Miraba hacia la mar a través del parabrisas. Volvió la cabeza violentamente.

– Miento. Aquella noche, no. Aquella noche creí que mi marido… aquella noche y parte del día siguiente. Fue la convicción del Juez la que me devolvió la mía propia.

– Su marido, ¿estaba enterado?

– Yo no se lo dije jamás, pero él lo adivinó. Recientemente. Pero no le guardaba rencor. Él lo explicaba, con otras cosas, como extravíos del genio. Fíjese bien: he dicho “con otras cosas”, nunca ésa precisamente. Era algo de lo que hablábamos sin mencionarlo, un sistema de referencias complicado.

El doctor Losada se rió.

– ¿De qué se ríe?

– De su manera de hablar, tan culta. “Un sistema de referencias complicado.” ¿Se da cuenta?

– No. Es mi manera de hablar.

– Yo entiendo lo que quiere decir. Continúe.

– Por unas horas creí que había sido mi marido. Por unas horas. Cuando presté declaración, ya no lo creía. No puede acusarme de perjurio.

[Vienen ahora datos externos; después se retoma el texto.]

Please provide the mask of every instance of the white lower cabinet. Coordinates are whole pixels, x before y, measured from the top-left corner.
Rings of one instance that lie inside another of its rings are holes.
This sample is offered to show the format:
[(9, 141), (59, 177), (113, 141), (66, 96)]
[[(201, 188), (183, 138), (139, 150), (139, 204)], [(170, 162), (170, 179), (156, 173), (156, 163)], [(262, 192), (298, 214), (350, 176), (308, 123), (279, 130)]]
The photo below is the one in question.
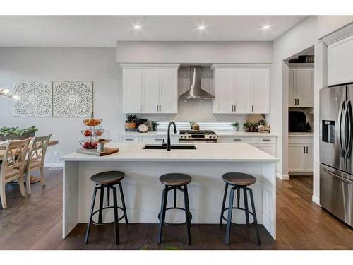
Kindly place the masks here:
[(289, 137), (288, 171), (289, 172), (313, 172), (313, 137)]
[(247, 136), (218, 136), (218, 143), (249, 143), (271, 155), (277, 156), (277, 139), (275, 136), (251, 137)]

– No pienso hacerlo. Tenga en cuenta que esta conversación sólo tiene valor personal. Ni siquiera la escucha el abogado de su marido, aunque al doctor Losada no le vendría mal saber ciertas cosas.

– ¿Más de las que sabe? De mi marido no puede esperar nada que enturbie la figura de su admirado maestro.

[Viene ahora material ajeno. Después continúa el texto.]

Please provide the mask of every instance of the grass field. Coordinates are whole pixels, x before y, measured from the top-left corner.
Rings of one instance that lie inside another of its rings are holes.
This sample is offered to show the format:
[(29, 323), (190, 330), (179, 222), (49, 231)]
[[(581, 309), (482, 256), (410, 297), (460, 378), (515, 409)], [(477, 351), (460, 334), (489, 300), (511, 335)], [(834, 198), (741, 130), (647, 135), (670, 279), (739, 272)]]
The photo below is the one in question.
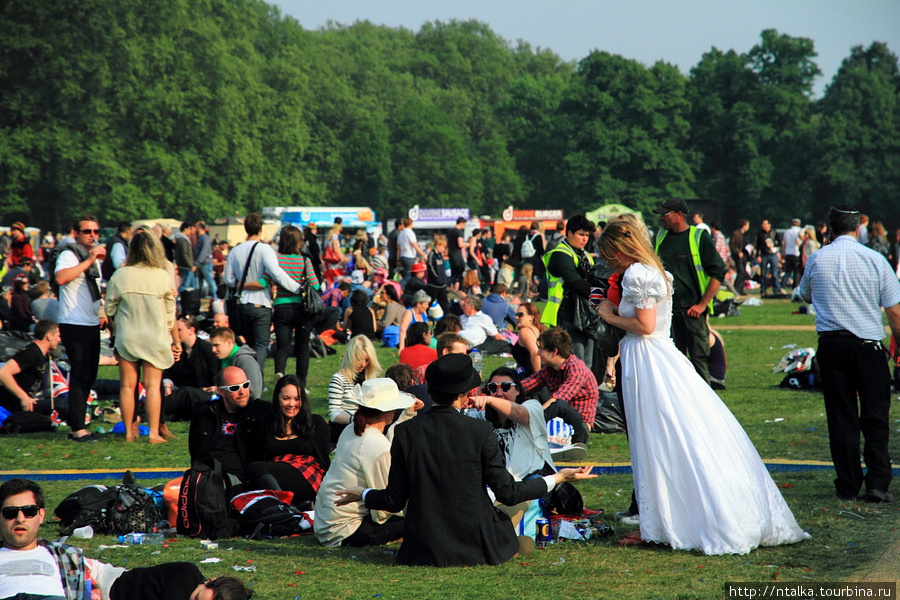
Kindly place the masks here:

– ¿Y esas cosas de que ustedes hablaban?

– Confidencias matrimoniales que yo le he desvelado, pero no para que las use.

– Entiendo.

Hubo una pausa. Ella miraba a la mar, él la miraba a ella.

– ¿Vamos hacia la cárcel? Va siendo la hora.

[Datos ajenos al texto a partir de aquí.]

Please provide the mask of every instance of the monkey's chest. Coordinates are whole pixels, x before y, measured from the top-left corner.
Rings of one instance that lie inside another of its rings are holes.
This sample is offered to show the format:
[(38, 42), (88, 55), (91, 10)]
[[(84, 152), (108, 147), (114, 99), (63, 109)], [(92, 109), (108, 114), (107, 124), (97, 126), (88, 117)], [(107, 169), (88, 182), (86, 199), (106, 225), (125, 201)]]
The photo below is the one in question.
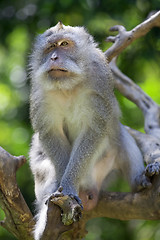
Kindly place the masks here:
[(54, 93), (50, 96), (47, 106), (47, 115), (53, 129), (58, 128), (70, 141), (73, 141), (87, 125), (91, 125), (92, 107), (87, 90), (69, 96)]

– Cuando usted quiera. Yo iré delante.

Francisca salió del coche y entró en el suyo. Lo puso en marcha. El coche del abogado Losada iba detrás.

10

Se habían reunido en el despacho del Presidente de la Sala.

Estaba el Tribunal completo; estaban el Fiscal y el Defensor; estaba un Notario de la ciudad, que había llegado el primero. Encima de la mesa, aislado, inquietante, un paquete postal de tamaño folio. Todos miraban al paquete. El Notario dijo:

– Puesto que estamos todos, podemos, si a ustedes les parece… -consultó su reloj-. Precisamente, dentro de media hora, tengo citada en mi despacho a una señora soltera, y digo señora por la edad, que quiere cambiar el testamento. Mucho me temo que sea el primero de una serie de cambios, pero esto no altera la hora de la cita.

El Presidente del Tribunal le ofreció una plegadera.

– ¿Le basta este chisme?

– Preferiría unas tijeras.

El Presidente rebuscó en un cajón.

– Tome.

Con las tijeras en una mano, el Notario cogió el paquete y lo sopesó en el aire.

– Esto no contiene más que papel -dijo.

– No esperábamos que contuviera otra cosa -le respondió el Abogado; y a la vista de los rostros serios, se mordió los labios.

El Notario había comenzado por cortar la cuerdecilla roja que ataba el paquete; luego, con la plegadera, comenzó a abrirlo por los bordes. El contenido venía metido en un sobre, firmado por el Decano y lacrado. El Notario advirtió en voz alta de estas circunstancias. Cuando todos se dieron por enterados, abrió el sobre con la plegadera y metió la mano solemnemente. Sacó un nuevo paquete, envuelto en papel más liviano. Al Abogado se le escapó decir: “Es como una caja china”, y el Presidente del Tribunal le miró severamente. El Notario había ya roto el envoltorio del último paquete, y sacó un fajo de papeles, del mismo tamaño, ordenados. Bien agarrados, los blandió.

– Vean ustedes…

Los dejó encima de la mesa. El Presidente del Tribunal fue el primero en hojearlos.

– Pero…, esto son…

Miró a la concurrencia, mientras con un dedo enérgico y un tanto retórico señalaba los papeles extraídos del paquete.